Moreover, most commentators felt that the developed and fully occupied continent could not possibly come under one political rule. Some unsympathetic observers did not believe that the thirteen Atlantic seaboard colonies that had gathered together to fight the British could possibly maintain their postwar union. Yet hold together they did. Though the union was often to be sorely tested, the process of unification produced a single nation.
Why the United States held together cannot be explained by any one factor. Geography was certainly kinder than in Latin America, for the Appalachians were no real barrier at all; the Rockies were not the barrier the Andes were; and the Mississippi valley, unlike that of the Amazon, helped rather than hindered settlement and communications.
The railroad and the telegraph were developed in time to enable goods and ideas to move fast and far enough to hold Americans together. The communications and transportation network already developed by 1860 enabled the North to count on the West in the decisive struggle of the war between the Northern and Southern states. The sheer size of the new republic seemed compatible with a loosely held empire of many tongues and peoples, not with a unified nation- state. But modern technology reduced sheer size to manageable proportions.
Moreover, the resistance to Britain had helped forge a sense of national patriotism. The colonists all recognized one language and one law. Almost all the colonies had frontiers—freely accessible areas on their western edges where an expanding population was carving new lands from the wilderness. This frontier population was a powerful force for unity, for it had little attachment to the older colonial centers. The frontier settlers had great confidence in their own “manifest destiny” to keep pushing westward with the blessing and patronage of the new federal government, but with only remote control from that government.

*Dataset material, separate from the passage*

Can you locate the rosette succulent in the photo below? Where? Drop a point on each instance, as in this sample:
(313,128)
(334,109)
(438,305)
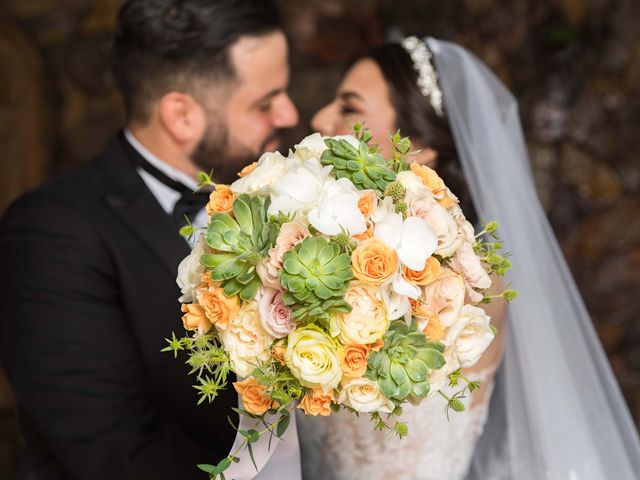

Americans had gained their independence from Britain by a war and a revolution that were rather mild compared with the French Revolution. After the more committed Loyalists had left for Canada or Britain, Americans shared a growing sense of national unity, without any seriously alienated European minorities.
At the Philadelphia convention of 1787 and in the campaign for adoption during the next two years, they put together a federal constitution that set up a central government with the ability to tax individuals (not just to ask for contributions from constituent states), to control armed forces, and to conduct all foreign relations. The new constitution, in short, set up a sovereign federal nation, not a mere league of sovereign states. On the whole, this result was achieved under conservative leaders, anxious to preserve their economic and social privileges and afraid that democracy in separate, quasi-independent states might go too far.
Thus the new republic entered the world war of the Napoleonic period in 1812. Neither the French nor the British had been observing the freedom of commerce that the United States claimed as the right of a neutral, but the British seemed to the Americans to be infringing upon neutral rights more seriously than the French were. Moreover, American expansionists saw a possible prize in winning Canada from England, but no comparable prize to be won from France.
An American attempt to invade Canada failed, but on the seas the United States won victories that made up for its failures on land and helped bolster national pride. On the whole, the war was a stalemate, and the United States experienced no important gains or losses.
A generation later, however, the United States acquired an enormous block of territory, from Texas to California, at the expense of Mexico. This came in part as a result of annexing the republic of Texas (1845), which had been settled by pioneers from the southern states and had broken away from Mexico in 1836.
President James K. Polk (1795-1849) also resolved to acquire Mexican territories west of Texas by purchase and, when negotiations collapsed, launched the Mexican War of 18461848, which ended with Mexico’s cession of New Mexico and California to the United States in the Treaty of Guadalupe Hidalgo.